Friday, December 14, 2007

Have you ever wished that you were as smart as Google, or that you at least thought with the same diligence? Well, it turns out, you do.

Scientists have discovered that the formula behind Google PageRank and how the search engine finds relevant information is very similar to the way we think, associate and remember.

It’s a truly remarkable discovery that makes a lot of sense once you think about it. Take the Google PageRank, for instance. Google determines a page’s rank or importance by the number of sites that link to it, as well as the importance of those sites and who links to them.

This means that if you have a website and 100 of your friends linked to your site from their sites, you might still have a somewhat low PageRank. This is because your friends are not really all that important in the larger scheme of the Internet. But, if you had a website and the New York Times and Newsweek linked to it, your PageRank would be pretty high, because those two sites are very important.

In this same way, our brains categorize information. Just think about all the nonsense you come across every day. Can’t? That’s because your brain has chosen to bury it in its depths; perhaps, on the 20th page of search results, for example.

Now try to recall what you were told on your last performance review. It’s all coming in crystal clear, isn’t it?
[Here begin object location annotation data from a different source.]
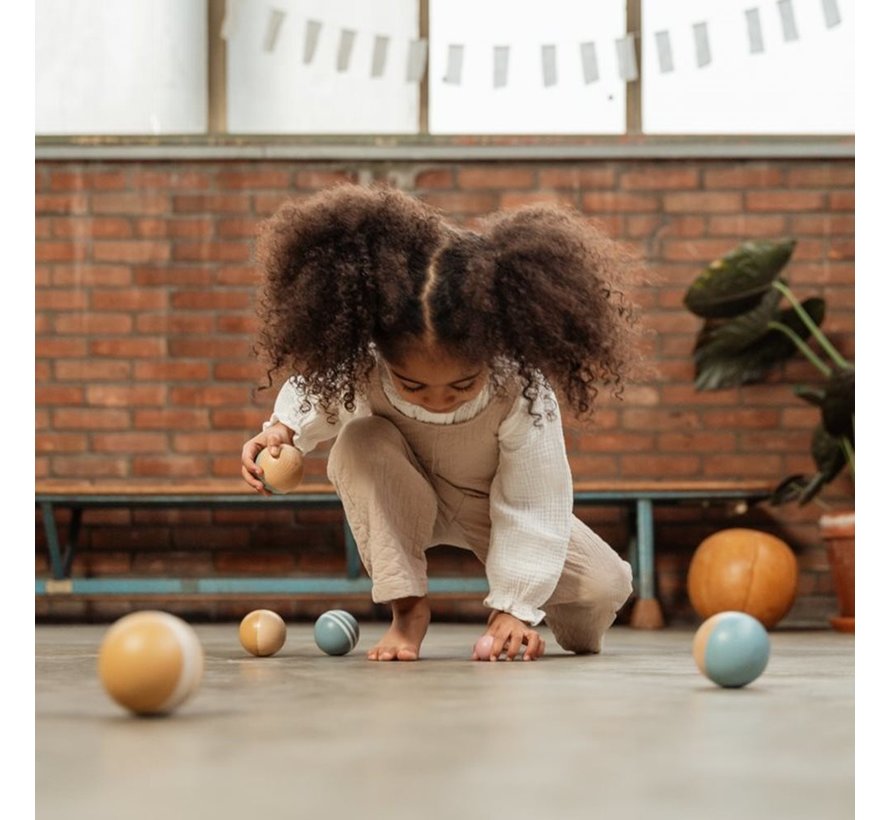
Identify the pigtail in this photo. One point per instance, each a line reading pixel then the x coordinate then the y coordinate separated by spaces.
pixel 556 280
pixel 340 269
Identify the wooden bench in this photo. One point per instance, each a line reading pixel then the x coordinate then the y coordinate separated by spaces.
pixel 638 498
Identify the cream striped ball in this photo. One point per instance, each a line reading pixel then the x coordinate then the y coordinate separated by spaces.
pixel 336 632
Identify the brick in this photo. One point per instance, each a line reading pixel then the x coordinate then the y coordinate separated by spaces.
pixel 87 275
pixel 64 466
pixel 97 227
pixel 216 251
pixel 486 177
pixel 235 371
pixel 210 300
pixel 577 178
pixel 841 201
pixel 137 299
pixel 171 371
pixel 133 251
pixel 128 348
pixel 702 202
pixel 52 251
pixel 211 203
pixel 823 175
pixel 90 418
pixel 608 201
pixel 238 275
pixel 748 226
pixel 213 396
pixel 317 179
pixel 91 323
pixel 145 466
pixel 747 175
pixel 660 466
pixel 784 201
pixel 757 465
pixel 178 275
pixel 51 442
pixel 513 199
pixel 59 299
pixel 136 203
pixel 55 395
pixel 829 224
pixel 650 178
pixel 211 348
pixel 170 419
pixel 462 202
pixel 131 395
pixel 192 179
pixel 89 370
pixel 237 228
pixel 434 178
pixel 257 177
pixel 54 348
pixel 245 420
pixel 207 442
pixel 245 323
pixel 61 203
pixel 175 323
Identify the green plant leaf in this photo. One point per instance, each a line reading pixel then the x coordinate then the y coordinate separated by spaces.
pixel 838 406
pixel 722 359
pixel 736 282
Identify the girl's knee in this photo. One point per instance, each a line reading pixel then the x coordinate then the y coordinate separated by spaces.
pixel 362 445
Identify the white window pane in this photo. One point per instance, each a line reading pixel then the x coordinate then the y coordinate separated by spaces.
pixel 275 91
pixel 526 102
pixel 121 67
pixel 756 82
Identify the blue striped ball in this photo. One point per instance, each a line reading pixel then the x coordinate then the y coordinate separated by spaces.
pixel 336 632
pixel 731 649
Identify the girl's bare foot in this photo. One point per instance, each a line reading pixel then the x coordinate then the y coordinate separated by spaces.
pixel 410 620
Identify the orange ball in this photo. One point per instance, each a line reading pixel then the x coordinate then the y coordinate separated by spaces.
pixel 743 570
pixel 150 662
pixel 283 474
pixel 262 632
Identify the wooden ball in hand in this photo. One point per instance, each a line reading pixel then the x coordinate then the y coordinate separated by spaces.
pixel 283 474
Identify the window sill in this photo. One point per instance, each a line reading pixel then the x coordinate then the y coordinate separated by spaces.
pixel 415 148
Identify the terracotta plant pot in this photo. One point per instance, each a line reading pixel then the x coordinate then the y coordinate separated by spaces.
pixel 839 532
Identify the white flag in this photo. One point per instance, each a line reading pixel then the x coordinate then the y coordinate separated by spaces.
pixel 273 26
pixel 501 59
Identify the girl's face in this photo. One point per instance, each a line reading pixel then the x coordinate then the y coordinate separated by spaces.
pixel 436 382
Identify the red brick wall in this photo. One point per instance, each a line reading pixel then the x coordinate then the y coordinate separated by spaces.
pixel 145 320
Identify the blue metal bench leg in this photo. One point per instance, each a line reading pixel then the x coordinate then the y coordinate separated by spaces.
pixel 646 612
pixel 353 560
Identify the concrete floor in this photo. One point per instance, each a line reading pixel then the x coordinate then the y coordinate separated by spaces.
pixel 633 733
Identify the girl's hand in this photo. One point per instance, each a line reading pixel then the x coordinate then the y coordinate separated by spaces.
pixel 272 437
pixel 509 634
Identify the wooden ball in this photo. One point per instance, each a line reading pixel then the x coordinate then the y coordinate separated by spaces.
pixel 262 632
pixel 281 475
pixel 482 649
pixel 746 571
pixel 150 662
What’s most interesting to me about all of this is that we are learning about our brain function from formulas we (well not me, and probably not you… most likely someone much smarter) created for a search engine.

As an article in World Science pointed out through quoting this month’s issue of the research journal Psychological Science, the approach of the scientists who discovered this similarity “indicates how one can obtain novel models of human memory by studying the properties of successful information retrieval systems, such as Internet search engines.”

The article goes onto to say that, likewise, programmers developing new applications for search engines are “likely to find good solutions by studying the mind.”